A Inmaculada Colau, como le ocurría a su admirado Hugo Chávez, le encanta el poder. Lo necesita, como si de una adicción se tratara. Cuentan que su ambición ya era desmesurada en su época de portavoz de la PAH y la alcaldía de Barcelona sació su ego en los cuatro últimos años, aunque no descarta retos más ambiciosos. Tras la derrota en las urnas del pasado 26 de abril, la alcaldesa lloró de impotencia y estalló. Frustrada y enrabietada, arremetió contra los supuestos poderes fácticos de la ciudad y, sobre todo, contra las élites, eufemismo con el que se refería a Manuel Valls, antes y durante la campaña electoral, para posicionarse como la única candidata que defendía a los más desfavorecidos y luchaba contra las injusticias.

Las de Colau eran lágrimas de cocodrilo y su presunta integridad, una falacia. El día después de la derrota electoral ya maquinó para retener la alcaldía. Contó con la complicidad de Jaume Collboni, el líder del PSC, que había prometido que nunca pactaría con los comunes después de su traumática ruptura, hace un año y medio, cuando eran socios de gobierno. Collboni, animado por unos resultados que doblaban su representación en el Ayuntamiento, le tendió una mano a cambio de unas contraprestaciones que todavía se negocian.

Mucho más altruista fue Valls, que avaló su investidura para frenar el independentismo que representa Ernest Maragall. La postura del exprimer ministro francés sorprendió a todos: a Ciudadanos, a la clase empresarial barcelonesa y a la propia Colau, que ya no se burla ni desprecia a su rival en las redes sociales. Para anestesiar a los suyos, la alcaldesa reitera que su objetivo es un gobierno de izquierdas, con el PSC y ERC.

Colau, una vez más, gesticula pero sabe que necesitará votos ajenos para ser investida, apoyos contrarios a sus ideales e incómodos para sus bases. La mochila de Valls es muy pesada pero más inquietante era el futuro de los comunes si perdían la alcaldía, enfrentados y debilitados por las salidas de Pisarello, Ortiz, Asens, Pin y Vidal, entre otros. Sin la alcaldía, Barcelona en Comú amenaza ruina tras su desplome en Cataluña y España.

La continuidad de Colau en la alcaldía preocupa a muchos sectores: a la gran empresa, al comercio, a la restauración, al mundo cultural, etcétera.
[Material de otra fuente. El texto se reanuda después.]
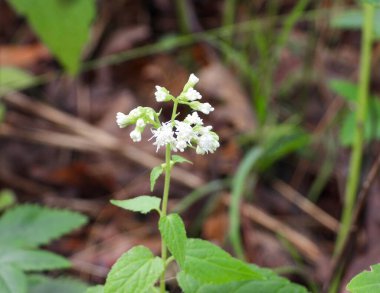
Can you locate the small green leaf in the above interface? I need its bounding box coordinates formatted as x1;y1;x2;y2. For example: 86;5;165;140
150;166;164;192
0;204;88;248
159;214;187;267
329;79;358;102
172;155;193;165
0;189;16;211
0;248;70;271
331;9;380;39
0;265;27;293
0;67;38;96
111;196;161;214
85;285;104;293
7;0;96;74
183;239;263;284
104;246;164;293
347;263;380;293
28;275;89;293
En cambio, es implorada por todas las entidades amigas que han recibido generosas subvenciones en los últimos años, mientras desatendía asuntos de mayor enjundia, como la lucha contra las narcopisos, el top manta y el problema de la vivienda, su mayor mentira desde la campaña electoral de 2015. Sus promesas, entonces, fueron una burla de mal gusto.

La gobernabilidad de Barcelona es incierta. Maragall parece haber quedado en fuera de juego y Colau está en manos del PSC. No le queda otra opción que recular, ceder y moderar sus políticas más dogmáticas para seducir a los socialistas. Los barceloneses votaron por el cambio y no soportarían otros cuatro años de activismo y nula gestión. Cuando tocaba aniquilar el populismo, Colau ha sido rescatada del naufragio por Valls y un Collboni al que intentará manipular con sus estratagemas. Igual que no hace tanto pero ya se sabe que el hombre es el único animal que tropieza dos veces en la misma piedra.